CAPE GIRARDEAU, MO (KFVS) - Three juveniles have been charged in connection to a threat made at Cape Central High School late on Tuesday night.
According to Cape Girardeau police, the three were charged with terroristic threat.
Police said they are being detained in a juvenile detention facility. They said the juveniles did not have any guns in their possession, nor did they have a date set for their plan to be carried out.
Searching of their homes and school property did not reveal any evidence of guns.
According to school officials, the involved students were suspended from the school and are recommended for long-term suspension.
During the suspension, police said these juveniles are not allowed on any district property or at any school event.

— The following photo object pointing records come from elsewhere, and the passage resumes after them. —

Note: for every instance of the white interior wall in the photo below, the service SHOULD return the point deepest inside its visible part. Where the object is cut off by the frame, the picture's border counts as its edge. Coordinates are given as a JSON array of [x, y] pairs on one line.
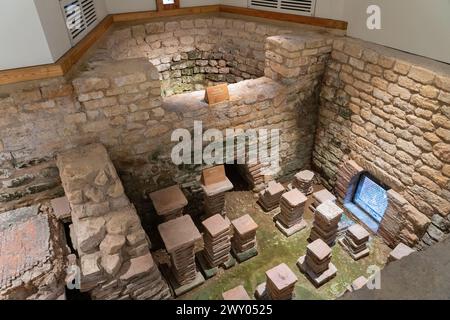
[[415, 26], [22, 36]]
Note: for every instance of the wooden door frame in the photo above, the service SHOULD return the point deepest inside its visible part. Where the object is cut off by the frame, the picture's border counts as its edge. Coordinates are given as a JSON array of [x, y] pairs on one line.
[[160, 6]]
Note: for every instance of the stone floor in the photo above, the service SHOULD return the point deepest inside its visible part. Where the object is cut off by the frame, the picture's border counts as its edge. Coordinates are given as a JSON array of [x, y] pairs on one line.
[[274, 248], [420, 276]]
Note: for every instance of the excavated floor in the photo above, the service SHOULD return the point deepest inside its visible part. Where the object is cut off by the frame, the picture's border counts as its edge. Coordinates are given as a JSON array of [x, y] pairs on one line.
[[274, 248]]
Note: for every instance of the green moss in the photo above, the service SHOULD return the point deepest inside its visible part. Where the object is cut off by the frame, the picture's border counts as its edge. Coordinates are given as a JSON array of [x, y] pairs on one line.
[[274, 248]]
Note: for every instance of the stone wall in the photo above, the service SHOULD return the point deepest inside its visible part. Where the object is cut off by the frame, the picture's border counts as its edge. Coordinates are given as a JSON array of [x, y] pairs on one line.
[[112, 246], [191, 53], [389, 112], [33, 255], [119, 104]]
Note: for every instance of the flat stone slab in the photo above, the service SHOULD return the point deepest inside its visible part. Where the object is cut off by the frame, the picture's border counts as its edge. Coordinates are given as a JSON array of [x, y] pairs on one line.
[[294, 198], [244, 256], [216, 225], [237, 293], [24, 243], [319, 249], [324, 196], [179, 232], [180, 290], [317, 280], [356, 256], [244, 224], [292, 230], [399, 252], [168, 200], [281, 276]]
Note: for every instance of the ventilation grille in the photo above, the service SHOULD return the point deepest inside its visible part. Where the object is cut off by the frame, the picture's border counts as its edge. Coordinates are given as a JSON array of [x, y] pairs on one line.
[[300, 7], [80, 17]]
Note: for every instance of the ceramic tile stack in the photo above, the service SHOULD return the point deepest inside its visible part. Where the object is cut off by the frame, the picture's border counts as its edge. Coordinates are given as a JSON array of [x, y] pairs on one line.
[[169, 203], [269, 198], [217, 240], [399, 252], [326, 223], [316, 264], [254, 175], [290, 219], [180, 237], [237, 293], [320, 197], [244, 244], [355, 242], [215, 184], [279, 285], [304, 182]]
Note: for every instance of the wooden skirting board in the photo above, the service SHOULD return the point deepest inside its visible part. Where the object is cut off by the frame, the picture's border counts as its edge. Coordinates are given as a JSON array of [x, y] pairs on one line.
[[63, 65]]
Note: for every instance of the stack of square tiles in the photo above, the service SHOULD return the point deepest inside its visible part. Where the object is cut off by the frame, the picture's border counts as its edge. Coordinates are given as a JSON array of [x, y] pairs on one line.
[[326, 223], [237, 293], [320, 197], [180, 236], [269, 198], [214, 184], [316, 264], [244, 238], [169, 203], [304, 181], [290, 219], [355, 242], [280, 283], [217, 240]]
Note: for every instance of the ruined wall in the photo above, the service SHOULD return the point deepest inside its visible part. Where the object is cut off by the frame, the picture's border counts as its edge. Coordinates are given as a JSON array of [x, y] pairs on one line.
[[190, 53], [389, 112], [119, 104]]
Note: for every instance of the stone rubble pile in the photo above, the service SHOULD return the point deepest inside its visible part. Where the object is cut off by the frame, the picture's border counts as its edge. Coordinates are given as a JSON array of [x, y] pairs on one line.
[[304, 182], [326, 223], [269, 198], [217, 240], [112, 246], [316, 264], [169, 202], [355, 242], [290, 219], [244, 244]]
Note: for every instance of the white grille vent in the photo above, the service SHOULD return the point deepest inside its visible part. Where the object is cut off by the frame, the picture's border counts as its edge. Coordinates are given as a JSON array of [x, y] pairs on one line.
[[80, 17], [300, 7]]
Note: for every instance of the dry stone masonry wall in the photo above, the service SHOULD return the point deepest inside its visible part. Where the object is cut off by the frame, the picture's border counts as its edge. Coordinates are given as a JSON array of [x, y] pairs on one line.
[[190, 53], [112, 246], [390, 113]]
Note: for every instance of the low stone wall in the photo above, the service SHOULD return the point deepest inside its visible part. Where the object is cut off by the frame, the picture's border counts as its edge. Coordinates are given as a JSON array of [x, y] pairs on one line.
[[112, 246], [119, 104], [33, 255], [389, 112], [190, 53]]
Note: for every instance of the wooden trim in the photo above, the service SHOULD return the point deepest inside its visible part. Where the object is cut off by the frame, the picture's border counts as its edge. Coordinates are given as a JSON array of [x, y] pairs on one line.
[[314, 21], [144, 15], [65, 63], [161, 6]]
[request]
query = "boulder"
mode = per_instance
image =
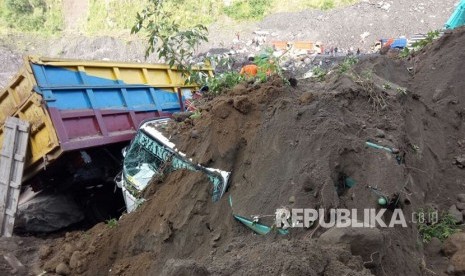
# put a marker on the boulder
(75, 259)
(461, 198)
(456, 214)
(360, 241)
(62, 269)
(434, 246)
(458, 263)
(460, 206)
(177, 267)
(454, 243)
(47, 213)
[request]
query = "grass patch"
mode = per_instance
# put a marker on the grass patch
(112, 223)
(445, 226)
(117, 16)
(39, 16)
(248, 9)
(347, 65)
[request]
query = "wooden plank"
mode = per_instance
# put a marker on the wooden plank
(12, 157)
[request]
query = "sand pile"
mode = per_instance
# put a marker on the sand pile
(297, 148)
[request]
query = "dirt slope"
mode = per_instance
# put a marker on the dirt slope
(293, 147)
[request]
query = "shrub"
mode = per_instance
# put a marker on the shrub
(246, 10)
(442, 229)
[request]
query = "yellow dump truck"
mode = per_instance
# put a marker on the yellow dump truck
(82, 113)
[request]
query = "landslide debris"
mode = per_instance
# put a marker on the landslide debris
(296, 148)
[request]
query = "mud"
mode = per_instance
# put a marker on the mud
(296, 148)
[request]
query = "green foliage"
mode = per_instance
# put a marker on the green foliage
(319, 74)
(248, 9)
(420, 44)
(404, 53)
(196, 115)
(387, 86)
(223, 81)
(401, 91)
(32, 15)
(166, 37)
(430, 37)
(347, 64)
(112, 223)
(442, 229)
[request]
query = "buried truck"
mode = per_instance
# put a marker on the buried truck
(150, 156)
(81, 115)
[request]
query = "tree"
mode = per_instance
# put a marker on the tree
(175, 45)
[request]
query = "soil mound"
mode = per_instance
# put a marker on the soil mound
(301, 147)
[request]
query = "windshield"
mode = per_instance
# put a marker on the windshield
(140, 164)
(148, 156)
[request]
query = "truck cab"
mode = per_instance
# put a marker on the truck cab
(151, 154)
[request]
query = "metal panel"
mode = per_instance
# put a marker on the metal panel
(43, 137)
(75, 104)
(16, 93)
(12, 159)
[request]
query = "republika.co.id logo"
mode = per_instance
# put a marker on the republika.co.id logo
(370, 218)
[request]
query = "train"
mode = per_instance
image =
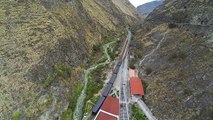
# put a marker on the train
(109, 85)
(107, 88)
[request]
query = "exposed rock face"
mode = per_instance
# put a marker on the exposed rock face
(147, 8)
(43, 45)
(179, 70)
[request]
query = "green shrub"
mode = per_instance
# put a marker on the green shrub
(138, 114)
(180, 55)
(172, 25)
(16, 115)
(68, 114)
(149, 70)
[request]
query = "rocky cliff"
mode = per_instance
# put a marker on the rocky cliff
(174, 50)
(147, 8)
(44, 45)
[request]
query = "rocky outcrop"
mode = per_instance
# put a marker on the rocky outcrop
(43, 47)
(177, 64)
(147, 8)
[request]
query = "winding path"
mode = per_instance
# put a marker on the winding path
(78, 113)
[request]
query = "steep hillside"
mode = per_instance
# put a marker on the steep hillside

The criminal investigation is ongoing.
According to police, there was no threat to the high school.
Dana Savarino with the Cape Girardeau School District said the investigation into the threat began Wednesday morning.
We're told a student alerted a teacher about the threat. The teacher then relayed the message to school administration.
An email was sent to parents of high school students just after 2 p.m. to let them know that the school was aware of the threat and an investigation was underway.
Savarino confirmed that the three students involved in the investigation were in class on Wednesday, but were removed from the school once the investigation into the matter was complete.
Police said the three juveniles involved in the threat at Central Senior High School were identified by school officials, detained and removed from the school. They were then interviewed by law enforcement.
Some parents we spoke with on Thursday morning said they chose to keep their kids out of school on Thursday as a precaution.
That morning, Superintendent James Welker sent an email to all parents in the district to make them aware of the investigation.
We spoke with Nisey Moore, a parent who came to pick up her daughter this morning after she heard about the threat.
She said she believes the school should've put more effort into making sure parents were aware.
"They should've closed the school," Moore said. "They should've called parents, they should've emailed parents, they should've did every contact that they want for us to put down, they should've did that. They should've made sure everybody came and got their children or had the option to come and get their children."
In the email, Welker said that the three students who are now in custody were questioned on Wednesday morning. He said their parents were also notified.
Superintendent James Welker defends the choice of sending an email to parents, and not a text alert, once the threat became known to school leaders.
"We could use a calling system, but at the time we were trying to get everything sorted through so we felt that email was appropriate," Welker said. "We also would encourage parents if they hear about things to call us. Many of them did and we were able to talk to them through the situation and calm their fears."
The Jackson R-2 School District also sent an email stating they had not received any threats.